Direct Line’s CEO, Adam Winslow, highlighted that listing Direct Line on price comparison websites will disrupt the motor insurance market, as 90% of customers use these websites for shopping.

Direct Line Insurance Group is among the leading insurance companies in the UK, owning brands like Churchill, Green Flag, Darwin, etc.

More Details About DLG’s Update

Apart from motor, the company aims to strengthen its Home, Commercial Direct, and Rescue segments to drive more profitability. However, it plans to exit Pet, Travel, and other personal line businesses to focus on its core areas.
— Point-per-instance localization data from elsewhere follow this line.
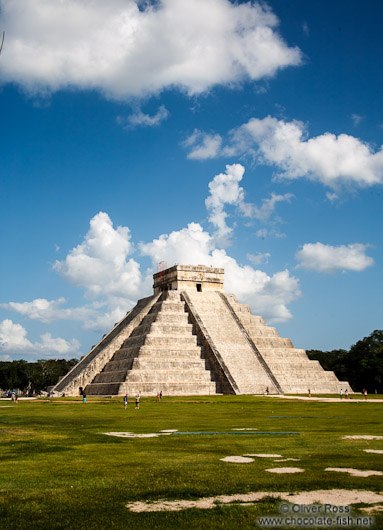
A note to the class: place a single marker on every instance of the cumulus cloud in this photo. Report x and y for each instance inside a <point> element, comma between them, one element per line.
<point>100,264</point>
<point>128,48</point>
<point>267,295</point>
<point>14,341</point>
<point>139,119</point>
<point>332,160</point>
<point>203,145</point>
<point>258,258</point>
<point>335,161</point>
<point>328,259</point>
<point>225,190</point>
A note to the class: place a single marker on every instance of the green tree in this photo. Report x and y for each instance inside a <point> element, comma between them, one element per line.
<point>365,361</point>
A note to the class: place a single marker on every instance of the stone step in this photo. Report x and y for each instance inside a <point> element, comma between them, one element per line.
<point>305,378</point>
<point>151,388</point>
<point>167,376</point>
<point>171,318</point>
<point>295,365</point>
<point>163,328</point>
<point>261,332</point>
<point>154,340</point>
<point>271,354</point>
<point>168,363</point>
<point>122,364</point>
<point>102,389</point>
<point>168,306</point>
<point>110,376</point>
<point>155,351</point>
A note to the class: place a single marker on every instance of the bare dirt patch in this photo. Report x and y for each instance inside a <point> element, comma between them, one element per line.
<point>245,429</point>
<point>237,459</point>
<point>285,470</point>
<point>363,437</point>
<point>288,460</point>
<point>264,455</point>
<point>169,430</point>
<point>354,472</point>
<point>135,435</point>
<point>334,497</point>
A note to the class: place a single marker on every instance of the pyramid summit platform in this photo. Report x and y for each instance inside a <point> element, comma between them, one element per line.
<point>192,338</point>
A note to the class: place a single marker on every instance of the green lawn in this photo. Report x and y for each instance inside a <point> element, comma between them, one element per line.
<point>58,469</point>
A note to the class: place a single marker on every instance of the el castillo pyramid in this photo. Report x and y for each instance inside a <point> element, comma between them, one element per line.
<point>192,338</point>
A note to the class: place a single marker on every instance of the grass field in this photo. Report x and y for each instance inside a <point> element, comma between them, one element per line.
<point>60,471</point>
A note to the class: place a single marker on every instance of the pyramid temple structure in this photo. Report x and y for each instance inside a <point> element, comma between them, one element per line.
<point>192,338</point>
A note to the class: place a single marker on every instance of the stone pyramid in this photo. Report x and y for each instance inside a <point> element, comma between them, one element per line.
<point>191,338</point>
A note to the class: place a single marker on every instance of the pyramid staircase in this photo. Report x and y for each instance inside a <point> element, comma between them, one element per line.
<point>161,354</point>
<point>191,338</point>
<point>291,367</point>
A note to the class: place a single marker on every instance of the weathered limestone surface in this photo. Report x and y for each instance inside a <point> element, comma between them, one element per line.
<point>291,367</point>
<point>90,365</point>
<point>160,354</point>
<point>192,338</point>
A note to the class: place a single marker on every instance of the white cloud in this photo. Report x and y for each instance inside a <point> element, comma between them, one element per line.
<point>190,245</point>
<point>224,189</point>
<point>100,263</point>
<point>258,258</point>
<point>264,212</point>
<point>203,145</point>
<point>139,119</point>
<point>328,259</point>
<point>267,295</point>
<point>332,160</point>
<point>124,51</point>
<point>13,340</point>
<point>335,161</point>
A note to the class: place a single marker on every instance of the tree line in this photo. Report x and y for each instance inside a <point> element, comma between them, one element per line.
<point>32,378</point>
<point>361,365</point>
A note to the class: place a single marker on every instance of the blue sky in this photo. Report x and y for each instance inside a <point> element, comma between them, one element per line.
<point>242,135</point>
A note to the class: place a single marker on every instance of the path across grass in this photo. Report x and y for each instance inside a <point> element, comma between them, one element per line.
<point>59,470</point>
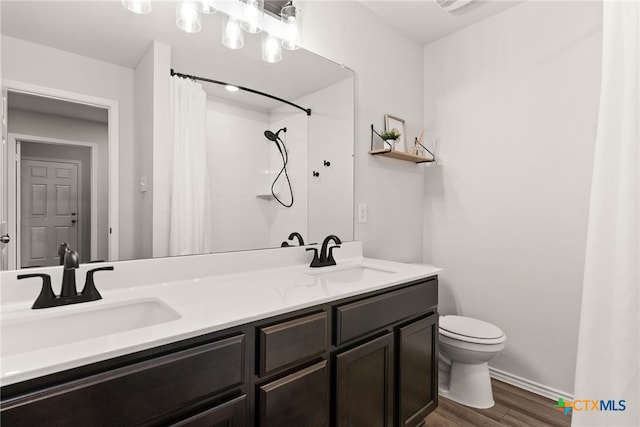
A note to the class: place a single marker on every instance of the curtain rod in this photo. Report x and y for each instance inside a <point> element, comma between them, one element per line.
<point>246,89</point>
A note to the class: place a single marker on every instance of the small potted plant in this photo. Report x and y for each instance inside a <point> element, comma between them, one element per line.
<point>391,136</point>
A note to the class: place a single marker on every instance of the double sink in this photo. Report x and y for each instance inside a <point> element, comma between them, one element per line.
<point>41,329</point>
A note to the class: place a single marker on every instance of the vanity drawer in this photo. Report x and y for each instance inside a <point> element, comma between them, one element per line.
<point>297,400</point>
<point>289,342</point>
<point>138,393</point>
<point>362,317</point>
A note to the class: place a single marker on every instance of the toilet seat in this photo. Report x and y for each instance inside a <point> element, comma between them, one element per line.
<point>471,330</point>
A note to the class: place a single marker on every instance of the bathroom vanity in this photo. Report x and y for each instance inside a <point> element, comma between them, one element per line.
<point>349,345</point>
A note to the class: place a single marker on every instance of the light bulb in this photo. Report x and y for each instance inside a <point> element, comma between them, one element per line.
<point>140,7</point>
<point>232,36</point>
<point>291,18</point>
<point>187,16</point>
<point>252,15</point>
<point>271,49</point>
<point>206,6</point>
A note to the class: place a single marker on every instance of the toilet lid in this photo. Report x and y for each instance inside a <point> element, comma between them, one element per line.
<point>468,327</point>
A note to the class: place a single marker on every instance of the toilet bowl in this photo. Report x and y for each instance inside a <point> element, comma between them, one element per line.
<point>466,347</point>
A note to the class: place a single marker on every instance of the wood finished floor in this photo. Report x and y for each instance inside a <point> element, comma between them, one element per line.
<point>514,407</point>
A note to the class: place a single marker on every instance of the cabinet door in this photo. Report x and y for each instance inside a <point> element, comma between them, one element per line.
<point>299,399</point>
<point>364,384</point>
<point>417,370</point>
<point>137,394</point>
<point>229,414</point>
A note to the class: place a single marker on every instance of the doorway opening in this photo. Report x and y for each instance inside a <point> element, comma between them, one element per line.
<point>62,175</point>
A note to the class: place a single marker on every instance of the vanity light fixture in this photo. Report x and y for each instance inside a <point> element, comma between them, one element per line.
<point>141,7</point>
<point>206,6</point>
<point>232,35</point>
<point>291,18</point>
<point>187,16</point>
<point>281,25</point>
<point>252,16</point>
<point>271,49</point>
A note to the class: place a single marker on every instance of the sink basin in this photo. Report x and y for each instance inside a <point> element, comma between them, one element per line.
<point>352,274</point>
<point>22,335</point>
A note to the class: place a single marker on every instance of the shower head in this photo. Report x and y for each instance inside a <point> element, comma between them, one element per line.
<point>270,135</point>
<point>273,136</point>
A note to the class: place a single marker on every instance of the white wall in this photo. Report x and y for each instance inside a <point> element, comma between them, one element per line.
<point>283,220</point>
<point>351,34</point>
<point>513,103</point>
<point>331,139</point>
<point>237,151</point>
<point>153,150</point>
<point>43,66</point>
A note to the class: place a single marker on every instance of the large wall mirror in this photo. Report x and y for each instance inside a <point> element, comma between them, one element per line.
<point>88,155</point>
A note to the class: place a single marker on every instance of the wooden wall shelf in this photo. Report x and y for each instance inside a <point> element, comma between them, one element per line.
<point>400,155</point>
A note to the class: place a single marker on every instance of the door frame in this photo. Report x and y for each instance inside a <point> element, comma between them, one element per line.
<point>15,140</point>
<point>113,149</point>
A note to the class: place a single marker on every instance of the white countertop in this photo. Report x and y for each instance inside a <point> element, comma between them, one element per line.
<point>204,304</point>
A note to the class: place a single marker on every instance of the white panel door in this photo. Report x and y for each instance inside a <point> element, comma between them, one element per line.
<point>49,211</point>
<point>5,237</point>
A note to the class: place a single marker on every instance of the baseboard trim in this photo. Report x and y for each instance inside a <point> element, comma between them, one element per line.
<point>525,384</point>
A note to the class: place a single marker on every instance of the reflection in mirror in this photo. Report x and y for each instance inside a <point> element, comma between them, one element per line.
<point>126,59</point>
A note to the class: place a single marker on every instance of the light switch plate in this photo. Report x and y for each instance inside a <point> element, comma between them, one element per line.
<point>362,213</point>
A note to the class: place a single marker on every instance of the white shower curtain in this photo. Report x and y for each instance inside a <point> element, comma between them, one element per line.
<point>189,189</point>
<point>608,364</point>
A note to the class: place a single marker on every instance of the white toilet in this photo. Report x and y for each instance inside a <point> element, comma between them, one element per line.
<point>466,345</point>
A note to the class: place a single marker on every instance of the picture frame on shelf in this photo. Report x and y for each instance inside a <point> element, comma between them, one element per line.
<point>393,122</point>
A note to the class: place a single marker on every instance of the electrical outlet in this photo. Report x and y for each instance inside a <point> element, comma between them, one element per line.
<point>362,213</point>
<point>142,185</point>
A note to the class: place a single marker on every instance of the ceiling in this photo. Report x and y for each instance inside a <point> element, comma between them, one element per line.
<point>38,104</point>
<point>106,31</point>
<point>424,21</point>
<point>112,34</point>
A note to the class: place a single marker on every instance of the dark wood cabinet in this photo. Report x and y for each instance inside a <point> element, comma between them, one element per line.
<point>288,343</point>
<point>417,373</point>
<point>228,414</point>
<point>364,384</point>
<point>298,399</point>
<point>368,360</point>
<point>140,393</point>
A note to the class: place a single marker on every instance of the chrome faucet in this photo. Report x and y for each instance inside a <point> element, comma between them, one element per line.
<point>291,236</point>
<point>68,292</point>
<point>326,253</point>
<point>70,262</point>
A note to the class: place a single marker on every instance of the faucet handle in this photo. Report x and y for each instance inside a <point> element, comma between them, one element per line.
<point>46,293</point>
<point>315,262</point>
<point>330,259</point>
<point>89,289</point>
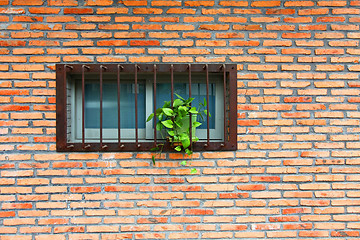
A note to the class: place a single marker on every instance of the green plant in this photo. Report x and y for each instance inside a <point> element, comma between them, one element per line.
<point>175,120</point>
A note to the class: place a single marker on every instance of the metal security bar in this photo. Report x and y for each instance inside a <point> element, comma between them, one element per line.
<point>66,74</point>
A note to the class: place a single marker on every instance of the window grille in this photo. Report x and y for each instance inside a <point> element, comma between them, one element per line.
<point>73,79</point>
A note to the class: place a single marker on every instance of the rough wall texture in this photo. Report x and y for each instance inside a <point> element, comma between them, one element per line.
<point>295,174</point>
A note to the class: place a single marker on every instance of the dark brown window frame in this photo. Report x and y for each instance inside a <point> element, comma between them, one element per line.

Additionally, the company reaffirmed its goal of achieving at least £100 million in cost savings by 2025.

In terms of shareholder returns, the company has committed to distributing approximately 60% of post-tax operating profit as regular dividends. Moreover, any additional capital returns will be evaluated annually alongside its full-year results.

Analysts’ Reactions

Analyst Ivan Bokhmat from Barclays expressed slight concerns, believing that the company might face challenges in maintaining its competitive advantage in the price comparison market. However, he noted that the move could potentially help reduce the company’s marketing costs and streamline its operations.

Meanwhile, Citi analysts expect a decrease in the company’s income as a result of exiting certain business segments.

Are Direct Line Shares a Good Buy?

Year-to-date, DLG has gained almost 8% in trading. In February, the stock surged by over 20% in a day after the company rejected the acquisition offer from Ageas, citing it as unattractive.

According to TipRanks consensus, DLG stock has received a Moderate Buy rating, backed by three Buy and three Hold recommendations. The Direct Line share price target is 228.3p, which is 13.5% above the current trading level.